As the bus slowed down to his stop, Mathis half-heartedy told himself that there was some other place he would be included in joy, some other people that would enjoy his presence. As soon as he alighted, the introspective thoughts faded away and he was back to routine. There were no incoming cars so he crossed the street to the bus stand he was at just a couple hours prior. He went into the woods and squatted down to the pile of turquoise leaves, reaching in for his bicycle. Hoisting it out, he set off home.

The ride back was easier as it was mostly downhill. Mathis didn’t bother pedalling as gravity gently pushed his bike right to his destination. As he passed the plots of flat land again, he saw the shops had opened already and there were hints of life in business. Mostly there were mothers accompanied by children carrying out necessary errands, but there was also the occasional day-drinker who had already lost their senses and wandered around the parking lot like children in a supermarket.

Within fifteen minutes, Mathis arrived back home at the coffee house. There were a few people inside already and the broken window had been repaired. He glanced inside and saw Percy dutifully carrying out orders with a robust mixture of machine precision and grace. He rode to the back of the coffeehouse and set his bike aside against the back kitchen door. He went through the kitchen and opened the door to the service counter.

Percy was making a heart-shape in coffee with skimmed milk which he quickly set on the order counter. An attractive blonde woman wearing a denim fur coat came to pick it up, smiling seductively at Percy with vibrant red lips. Percy took no notice and returned to the cashier counter to take the next order. Mathis waited for the customer to finish their order and in tandem began preparing an hourglass fog. But as soon as he picked up the hourglass, Percy swiped it away from him and acerbically told him with snakes eyes “I don’t need your help. Go away.”

Mathis obediently nodded and exited the coffeehouse’s back. The lump he’d felt yesterday returned to his throat and he looked around, finding himself at a loss as to what he should do. He was too tired to study again so he decided to return to his cabin.
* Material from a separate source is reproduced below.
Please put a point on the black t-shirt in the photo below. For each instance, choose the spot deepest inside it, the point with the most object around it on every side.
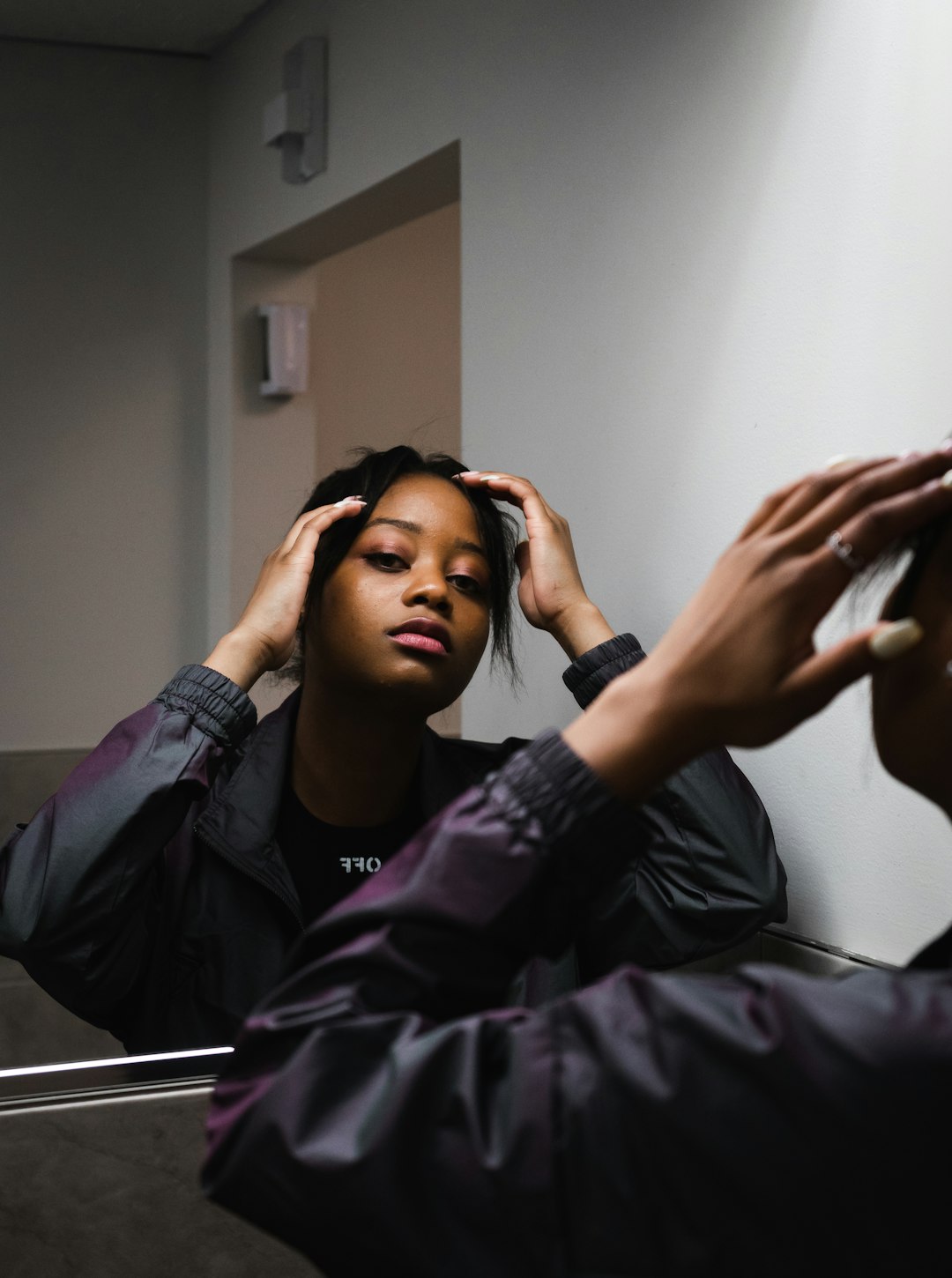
(329, 863)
His stomach grumbled, reminding him he hadn’t had the chance to eat lunch because the explosion had cut school short. He was hesitant to go into the coffeehouse and borrow a quick snack so he decided to push his hunger aside at the moment. Looking around, searching for something to do, he suddenly remembered the Sheifel bridge from yesterday. It was kind of fun last time. Why not visit again?

The bridge was busier at this time. Cars moved to and fro, rattling the rusty structure and vibrating Mathis’ head as he laid down on the walkway. He gazed at the hole he’d made yesterday in the fence, which and felt slightly disappointed at the imperfect circle he'd made.

"Damn terrorists."

As he looked up at the cerulean sky, he felt something strange. He felt himself to be not his body, nor his mind, but something beyond. This moment lasted for a grand total of six seconds before the intrusive thoughts of the day returned. Writhing anxieties possessed him. All manners of self-doubt and humiliation struck upon his every nerve and fibre and his mind was tumultuous, his breathing unsteady. His right ring finger fidgeted aggressively upon the cold walkway and there was no impetus for him to stop.
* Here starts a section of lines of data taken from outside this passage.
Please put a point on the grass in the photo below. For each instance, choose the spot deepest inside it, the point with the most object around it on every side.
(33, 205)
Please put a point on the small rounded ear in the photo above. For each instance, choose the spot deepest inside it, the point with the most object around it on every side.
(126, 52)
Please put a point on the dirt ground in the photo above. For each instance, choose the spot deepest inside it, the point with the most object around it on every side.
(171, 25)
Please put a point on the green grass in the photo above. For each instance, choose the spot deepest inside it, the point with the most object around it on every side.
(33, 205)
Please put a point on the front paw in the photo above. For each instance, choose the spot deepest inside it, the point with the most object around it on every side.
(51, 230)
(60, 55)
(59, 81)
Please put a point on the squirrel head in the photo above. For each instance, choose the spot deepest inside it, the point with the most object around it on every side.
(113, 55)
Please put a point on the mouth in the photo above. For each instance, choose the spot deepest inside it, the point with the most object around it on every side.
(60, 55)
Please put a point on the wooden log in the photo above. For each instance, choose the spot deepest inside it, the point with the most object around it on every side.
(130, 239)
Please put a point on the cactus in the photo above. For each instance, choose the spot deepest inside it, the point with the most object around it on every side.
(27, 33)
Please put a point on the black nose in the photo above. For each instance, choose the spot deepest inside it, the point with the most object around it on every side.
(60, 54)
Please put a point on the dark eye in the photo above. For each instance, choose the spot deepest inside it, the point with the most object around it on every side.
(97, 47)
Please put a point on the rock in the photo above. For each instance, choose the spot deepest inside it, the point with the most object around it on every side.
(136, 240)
But his face remained stone solid. Not a single muscle twitched along his boyish face. His eyes were glazed over, blind to what was right in front of him. All he could experience was his own thought and emotion, self-contained in his corporeal vessel.
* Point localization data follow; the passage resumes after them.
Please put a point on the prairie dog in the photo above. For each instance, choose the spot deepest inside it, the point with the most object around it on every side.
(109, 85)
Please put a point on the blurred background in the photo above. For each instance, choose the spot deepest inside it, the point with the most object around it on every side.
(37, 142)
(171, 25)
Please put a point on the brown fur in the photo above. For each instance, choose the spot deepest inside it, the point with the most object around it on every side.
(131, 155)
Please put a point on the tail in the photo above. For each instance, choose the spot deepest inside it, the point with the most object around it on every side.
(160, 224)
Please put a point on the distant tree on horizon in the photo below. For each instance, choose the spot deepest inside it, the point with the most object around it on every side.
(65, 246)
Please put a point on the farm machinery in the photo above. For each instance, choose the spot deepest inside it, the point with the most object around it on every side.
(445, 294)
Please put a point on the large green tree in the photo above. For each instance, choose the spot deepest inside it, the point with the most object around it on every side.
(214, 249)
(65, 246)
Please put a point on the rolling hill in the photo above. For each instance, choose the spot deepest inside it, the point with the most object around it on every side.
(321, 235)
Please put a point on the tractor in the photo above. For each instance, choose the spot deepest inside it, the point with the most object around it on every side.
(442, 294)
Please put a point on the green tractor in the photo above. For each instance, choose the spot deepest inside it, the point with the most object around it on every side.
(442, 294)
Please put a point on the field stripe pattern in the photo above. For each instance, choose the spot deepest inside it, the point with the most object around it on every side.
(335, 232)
The bridge exploded in a fiery inferno. Green flames engulfed Mathis’ clothes and body as he plummeted down to his death in the river below. He felt an immutable fear before he crashed into the water, knocking him unconscious and carrying his body unceasingly forwards. The river flowed for several kilometres before joining the Violet Sea, upon which the waves carried Mathis past the wallowing safety line off the edge of Proxima into the world below.